We propose a novel data-driven semi-confirmatory factor analysis (SCFA) model that addresses the absence of model specification and handles the estimation and inference tasks with high-dimensional data. Confirmatory factor analysis (CFA) is a prevalent and pivotal technique for statistically validating the covariance structure of latent common factors derived from multiple observed variables. In contrast to other factor analysis methods, CFA offers a flexible covariance modeling approach for common factors, enhancing the interpretability of relationships between the common factors, as well as between common factors and observations. However, the application of classic CFA models faces dual barriers: the lack of a prerequisite specification of "non-zero loadings" or factor membership (i.e., categorizing the observations into distinct common factors), and the formidable computational burden in high-dimensional scenarios where the number of observed variables surpasses the sample size. To bridge these two gaps, we propose the SCFA model by integrating the underlying high-dimensional covariance structure of observed variables into the CFA model. Additionally, we offer computationally efficient solutions (i.e., closed-form uniformly minimum variance unbiased estimators) and ensure accurate statistical inference through closed-form exact variance estimators for all model parameters and factor scores. Through an extensive simulation analysis benchmarking against standard computational packages, SCFA exhibits superior performance in estimating model parameters and recovering factor scores, while substantially reducing the computational load, across both low- and high-dimensional scenarios. It exhibits moderate robustness to model misspecification. We illustrate the practical application of the SCFA model by conducting factor analysis on a high-dimensional gene expression dataset.
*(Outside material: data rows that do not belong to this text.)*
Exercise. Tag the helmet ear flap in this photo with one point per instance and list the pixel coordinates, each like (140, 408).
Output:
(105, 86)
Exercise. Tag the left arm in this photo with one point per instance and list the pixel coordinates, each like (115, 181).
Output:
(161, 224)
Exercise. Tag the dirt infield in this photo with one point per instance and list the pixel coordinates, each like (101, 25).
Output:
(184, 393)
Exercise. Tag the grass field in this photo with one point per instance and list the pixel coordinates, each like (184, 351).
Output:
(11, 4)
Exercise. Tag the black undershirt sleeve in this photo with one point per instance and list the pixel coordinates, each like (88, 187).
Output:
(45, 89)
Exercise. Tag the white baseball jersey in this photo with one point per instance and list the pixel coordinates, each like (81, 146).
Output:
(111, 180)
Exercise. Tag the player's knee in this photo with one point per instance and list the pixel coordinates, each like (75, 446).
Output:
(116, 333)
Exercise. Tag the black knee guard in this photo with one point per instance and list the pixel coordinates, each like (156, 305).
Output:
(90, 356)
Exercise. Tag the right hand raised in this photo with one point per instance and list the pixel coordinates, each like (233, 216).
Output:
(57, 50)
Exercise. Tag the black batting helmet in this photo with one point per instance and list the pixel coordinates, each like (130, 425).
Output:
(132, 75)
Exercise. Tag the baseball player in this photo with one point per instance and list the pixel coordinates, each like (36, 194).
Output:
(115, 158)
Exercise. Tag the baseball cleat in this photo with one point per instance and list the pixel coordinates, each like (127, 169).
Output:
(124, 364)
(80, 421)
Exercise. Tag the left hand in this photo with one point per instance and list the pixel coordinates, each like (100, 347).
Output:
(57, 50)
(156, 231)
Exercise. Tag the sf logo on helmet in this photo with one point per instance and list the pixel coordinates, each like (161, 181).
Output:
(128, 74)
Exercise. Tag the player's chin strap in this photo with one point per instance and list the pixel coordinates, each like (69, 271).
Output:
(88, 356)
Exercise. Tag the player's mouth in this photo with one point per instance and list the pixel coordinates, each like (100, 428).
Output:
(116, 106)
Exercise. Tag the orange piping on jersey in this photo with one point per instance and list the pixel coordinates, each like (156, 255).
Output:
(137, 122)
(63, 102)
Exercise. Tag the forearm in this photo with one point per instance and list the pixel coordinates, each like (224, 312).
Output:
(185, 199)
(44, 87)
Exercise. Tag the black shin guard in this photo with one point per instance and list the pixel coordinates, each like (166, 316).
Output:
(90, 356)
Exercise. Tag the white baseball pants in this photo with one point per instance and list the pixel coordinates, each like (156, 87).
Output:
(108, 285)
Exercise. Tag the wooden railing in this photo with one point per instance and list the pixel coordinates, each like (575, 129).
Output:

翻译：我们提出了一种新颖的数据驱动半证实性因子分析（SCFA）模型，该模型解决了模型规范缺失的问题，并处理了高维数据下的估计与推断任务。证实性因子分析（CFA）是一种广泛使用且至关重要的技术，用于统计验证由多个观测变量导出的潜在共同因子的协方差结构。与其他因子分析方法相比，CFA为共同因子提供了灵活的协方差建模方法，增强了共同因子之间以及共同因子与观测变量之间关系的可解释性。然而，经典CFA模型的应用面临双重障碍：缺乏“非零载荷”或因子成员归属（即，将观测变量分类到不同的共同因子）的先验规范，以及在观测变量数量超过样本量的高维场景中面临巨大的计算负担。为弥合这两个缺口，我们通过将观测变量的高维协方差结构整合到CFA模型中，提出了SCFA模型。此外，我们提供了计算高效的解决方案（即闭合形式的均匀最小方差无偏估计量），并通过所有模型参数和因子得分的闭合形式精确方差估计量确保了准确的统计推断。通过与标准计算包进行基准测试的广泛模拟分析，SCFA在低维和高维场景下，在估计模型参数和恢复因子得分方面均表现出优越性能，同时大幅降低了计算负荷。该模型对模型误设表现出适度的稳健性。我们通过对一个高维基因表达数据集进行因子分析，展示了SCFA模型的实际应用。